ArangoDB Traversal configuration

- `ARANGO_TRAVERSAL_ENABLED`: If set to True, the microservice will perform a traversal of the graph on the documents matched by similarity and return additional context (i.e nodes, edges, or chunks) from the graph. Defaults to `False`. See the `fetch_neighborhoods` method in the `arangodb.py` file for more details.
- `ARANGO_TRAVERSAL_MAX_DEPTH`: The maximum depth for the traversal. Defaults to `1`.
- `ARANGO_TRAVERSAL_MAX_RETURNED`: The maximum number of nodes/edges/chunks to return per matched document from the traversal. Defaults to `3`.
- `ARANGO_TRAVERSAL_SCORE_THRESHOLD`: The score threshold for the traversal. Defaults to `0.5`.
- `ARANGO_TRAVERSAL_QUERY`: An optional query to define custom traversal logic. This can be used to specify a custom traversal query for the ArangoDB service. If not set, the default traversal logic will be used. See the `fetch_neighborhoods` method in the `arangodb.py` file for more details.

Embedding configuration

- `TEI_EMBEDDING_ENDPOINT`: The endpoint for the TEI service.
- `TEI_EMBED_MODEL`: The model to use for the TEI service. Defaults to `BAAI/bge-base-en-v1.5`.
- `HF_TOKEN`: The API token for Hugging Face access.

Summarizer Configuration

- `SUMMARIZER_ENABLED`: If set to True, the microservice will apply summarization after retrieval.

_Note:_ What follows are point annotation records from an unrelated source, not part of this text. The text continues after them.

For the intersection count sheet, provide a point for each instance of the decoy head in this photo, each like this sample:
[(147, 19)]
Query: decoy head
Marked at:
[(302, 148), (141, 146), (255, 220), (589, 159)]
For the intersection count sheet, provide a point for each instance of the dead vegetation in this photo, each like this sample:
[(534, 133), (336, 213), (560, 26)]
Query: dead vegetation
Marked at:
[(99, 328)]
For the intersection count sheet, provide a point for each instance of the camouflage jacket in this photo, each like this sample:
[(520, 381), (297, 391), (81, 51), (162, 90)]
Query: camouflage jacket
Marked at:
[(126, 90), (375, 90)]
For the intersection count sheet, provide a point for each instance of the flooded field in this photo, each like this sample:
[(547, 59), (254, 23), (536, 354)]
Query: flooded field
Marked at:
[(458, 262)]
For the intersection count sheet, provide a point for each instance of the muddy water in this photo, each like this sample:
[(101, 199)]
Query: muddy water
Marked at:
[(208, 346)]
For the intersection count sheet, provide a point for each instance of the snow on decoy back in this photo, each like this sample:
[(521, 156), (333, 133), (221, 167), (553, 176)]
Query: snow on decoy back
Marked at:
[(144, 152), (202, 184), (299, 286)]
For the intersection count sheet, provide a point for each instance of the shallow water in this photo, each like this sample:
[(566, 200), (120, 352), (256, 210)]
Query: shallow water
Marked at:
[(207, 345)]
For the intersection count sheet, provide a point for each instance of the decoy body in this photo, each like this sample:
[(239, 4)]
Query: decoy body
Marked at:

Defaults to `False`. Requires the `VLLM` service to be running or a valid `OPENAI_API_KEY` to be set. See the `VLLM Configuration` section or the `OpenAI Configuration` section below.

vLLM Configuration

- `VLLM_API_KEY`: The API key for the vLLM service. Defaults to `"EMPTY"`.
- `VLLM_ENDPOINT`: The endpoint for the VLLM service. Defaults to `http://localhost:80`.
- `VLLM_MODEL_ID`: The model ID for the VLLM service. Defaults to `Intel/neural-chat-7b-v3-3`.
- `VLLM_MAX_NEW_TOKENS`: The maximum number of new tokens to generate. Defaults to `512`.
- `VLLM_TOP_P`: If set to < 1, only the smallest set of most probable tokens with probabilities that add up to top_p or higher are kept for generation. Defaults to `0.9`.
- `VLLM_TEMPERATURE`: The temperature for the sampling. Defaults to `0.8`.
- `VLLM_TIMEOUT`: The timeout for the VLLM service. Defaults to `600`.

OpenAI Configuration:
**Note**: This configuration can replace the VLLM and TEI services for text generation and embeddings.

- `OPENAI_API_KEY`: The API key for the OpenAI service. If not set, the microservice will not use the OpenAI service.
- `OPENAI_CHAT_MODEL`: The chat model to use for the OpenAI service. Defaults to `gpt-4o`.
- `OPENAI_CHAT_TEMPERATURE`: The temperature for the OpenAI service. Defaults to `0`.
- `OPENAI_EMBED_MODEL`: The embedding model to use for the OpenAI service. Defaults to `text-embedding-3-small`.
- `OPENAI_EMBED_DIMENSION`: The embedding dimension for the OpenAI service. Defaults to `768`.
- `OPENAI_CHAT_ENABLED`: If set to True, the microservice will use the OpenAI service for text generation, as long as `OPENAI_API_KEY` is also set. Defaults to `True`.
- `OPENAI_EMBED_ENABLED`: If set to True, the microservice will use the OpenAI service for text embeddings, as long as `OPENAI_API_KEY` is also set. Defaults to `True`.`

Some of these parameters are also available via parameters in the API call. If set, these will override the equivalent environment variables:

```python
class RetrievalRequest(BaseModel): ...


class RetrievalRequestArangoDB(RetrievalRequest):
    graph_name: str | None = None
    search_start: str | None = None  # "node", "edge", "chunk"
    search_mode: str | None = None  # "vector", "hybrid"
    num_centroids: int | None = None
    distance_strategy: str | None = None  #  # "COSINE", "EUCLIDEAN_DISTANCE"
    use_approx_search: bool | None = None
    enable_traversal: bool | None = None
    enable_summarizer: bool | None = None
    traversal_max_depth: int | None = None
    traversal_max_returned: int | None = None
    traversal_score_threshold: float | None = None
    traversal_query: str | None = None
```

See the `comps/cores/proto/api_protocol.py` file for more details on the API request and response models.